Escribir en un diario íntimo es algo que mucha gente hace en algún momento de su vida. Es una costumbre que suele comenzar en la niñez. El diario no es algo, no es simplemente una cosa; es alguien al que se le puede contar lo que a uno le pasó en el día o la semana. Allí se registran todas las cosas importantes: un viaje a la playa, la fiesta de cumpleaños de un amigo, el primer beso, todo. Página tras página se anota la fecha, como si se estuviera escribiendo una carta para un amigo silencioso y comprensivo. Se comienza así: «Querido diario». Claro está, la palabra clave de todo este asunto es íntimo. Ella significa que todo lo que allí se anote solo podrá ser leído por el autor, de ningún modo (nunca, nunca) por hermanos o amigos curiosos.

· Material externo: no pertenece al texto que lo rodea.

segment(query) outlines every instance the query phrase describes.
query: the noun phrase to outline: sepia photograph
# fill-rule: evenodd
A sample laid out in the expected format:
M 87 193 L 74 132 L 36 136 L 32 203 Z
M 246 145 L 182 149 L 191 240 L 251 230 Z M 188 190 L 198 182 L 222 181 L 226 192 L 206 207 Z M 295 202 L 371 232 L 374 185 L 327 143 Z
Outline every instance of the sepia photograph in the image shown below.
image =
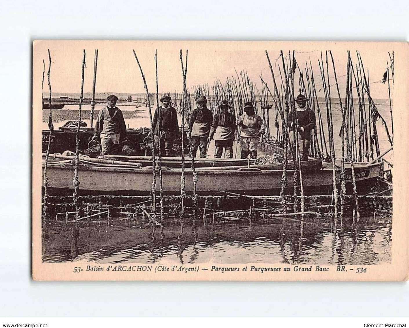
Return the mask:
M 408 56 L 34 41 L 33 278 L 406 279 Z

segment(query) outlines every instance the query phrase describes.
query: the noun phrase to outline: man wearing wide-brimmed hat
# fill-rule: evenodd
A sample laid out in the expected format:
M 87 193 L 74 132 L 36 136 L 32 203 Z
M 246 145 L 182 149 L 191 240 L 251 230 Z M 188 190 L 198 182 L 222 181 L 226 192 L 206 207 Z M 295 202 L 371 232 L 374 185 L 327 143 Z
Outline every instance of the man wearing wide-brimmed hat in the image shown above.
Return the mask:
M 107 97 L 108 104 L 98 113 L 93 139 L 101 140 L 101 155 L 117 155 L 119 144 L 126 137 L 126 126 L 122 112 L 115 105 L 118 97 Z
M 233 158 L 233 142 L 236 129 L 236 117 L 229 112 L 229 108 L 230 106 L 227 101 L 223 100 L 220 105 L 220 112 L 213 117 L 207 142 L 210 142 L 212 138 L 214 139 L 216 146 L 215 158 L 221 157 L 223 148 L 226 157 Z
M 295 121 L 295 128 L 297 131 L 297 138 L 302 161 L 308 160 L 310 133 L 315 126 L 315 115 L 306 106 L 307 102 L 309 100 L 303 94 L 299 94 L 294 99 L 297 104 L 295 117 L 294 112 L 292 111 L 288 115 L 287 122 L 288 126 L 293 128 Z M 293 156 L 295 156 L 296 155 L 295 153 L 296 148 L 294 138 L 291 137 L 290 140 L 292 146 Z
M 249 154 L 252 159 L 257 158 L 258 138 L 264 134 L 264 124 L 260 115 L 256 113 L 251 101 L 244 103 L 245 114 L 237 120 L 237 125 L 241 127 L 240 147 L 241 158 L 247 158 Z
M 207 99 L 205 96 L 199 97 L 197 102 L 198 108 L 193 110 L 189 121 L 192 151 L 193 157 L 196 157 L 198 147 L 200 157 L 205 157 L 207 148 L 207 138 L 210 132 L 213 115 L 207 108 Z
M 164 156 L 171 156 L 173 141 L 178 137 L 179 132 L 178 114 L 176 109 L 170 105 L 171 100 L 169 94 L 162 97 L 160 98 L 162 105 L 156 108 L 153 115 L 155 146 L 156 149 L 159 149 L 160 130 L 161 153 Z

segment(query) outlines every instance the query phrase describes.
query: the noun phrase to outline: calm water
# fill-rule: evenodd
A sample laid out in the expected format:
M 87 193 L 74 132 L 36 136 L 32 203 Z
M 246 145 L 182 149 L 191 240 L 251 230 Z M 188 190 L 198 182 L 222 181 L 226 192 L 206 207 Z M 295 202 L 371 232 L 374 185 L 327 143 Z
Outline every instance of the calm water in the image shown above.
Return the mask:
M 99 263 L 286 263 L 369 265 L 390 263 L 392 219 L 274 218 L 250 224 L 173 223 L 163 234 L 123 220 L 117 225 L 58 223 L 43 229 L 45 262 Z M 115 221 L 114 221 L 115 224 Z M 201 225 L 199 224 L 201 223 Z

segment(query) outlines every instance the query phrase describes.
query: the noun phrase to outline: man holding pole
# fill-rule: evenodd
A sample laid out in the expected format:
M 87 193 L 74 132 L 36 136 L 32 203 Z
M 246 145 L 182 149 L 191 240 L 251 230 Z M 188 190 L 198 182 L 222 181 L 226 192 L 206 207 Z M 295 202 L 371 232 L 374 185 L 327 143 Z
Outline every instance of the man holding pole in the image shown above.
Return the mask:
M 152 125 L 155 147 L 159 149 L 160 131 L 161 153 L 162 156 L 167 157 L 172 155 L 173 141 L 178 137 L 179 132 L 178 114 L 176 109 L 170 106 L 171 100 L 169 94 L 161 98 L 160 101 L 162 105 L 155 110 Z M 158 116 L 160 118 L 160 122 L 158 121 Z
M 189 126 L 193 157 L 196 157 L 198 147 L 200 157 L 205 157 L 206 156 L 207 139 L 213 120 L 213 115 L 207 108 L 207 104 L 206 97 L 200 96 L 198 100 L 198 108 L 193 110 L 190 117 Z
M 115 105 L 118 97 L 113 94 L 107 98 L 108 105 L 98 113 L 92 140 L 101 139 L 101 155 L 116 155 L 119 144 L 126 137 L 126 126 L 122 112 Z
M 308 160 L 308 150 L 310 148 L 310 132 L 315 126 L 315 115 L 314 112 L 308 108 L 306 106 L 307 102 L 309 100 L 303 94 L 299 94 L 294 99 L 297 104 L 295 113 L 293 111 L 290 112 L 287 122 L 287 126 L 290 128 L 294 126 L 294 120 L 296 122 L 296 130 L 297 131 L 297 139 L 300 148 L 301 160 L 302 161 Z M 293 138 L 290 138 L 290 139 L 292 148 L 295 150 L 296 148 Z
M 216 146 L 215 158 L 220 158 L 224 148 L 227 158 L 233 158 L 233 142 L 234 140 L 236 130 L 236 119 L 232 114 L 229 112 L 229 104 L 223 100 L 220 106 L 220 112 L 213 117 L 213 121 L 210 128 L 210 133 L 207 143 L 214 139 Z
M 256 114 L 251 101 L 244 103 L 243 114 L 237 120 L 237 125 L 241 127 L 240 133 L 241 158 L 257 158 L 258 138 L 264 134 L 264 124 L 260 115 Z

Hay personas que pueden llevar un diario durante muchos años. Sus vidas van cambiando, se llenan de mudanzas, de partidas, de reencuentros, de nacimientos, y cada cosa deja su huella en las páginas del diario, que no solo se llenan de hechos, sino también de ideas y sentimientos. Así ocurre que al cabo de un tiempo el diario íntimo se convierte en un libro de historia, la historia de una vida. Y es que todo el que escribe en su querido diario tiene algo de historiador: el afán de rescatar el pasado y ayudarlo a volverse presente cada vez que se lea el texto.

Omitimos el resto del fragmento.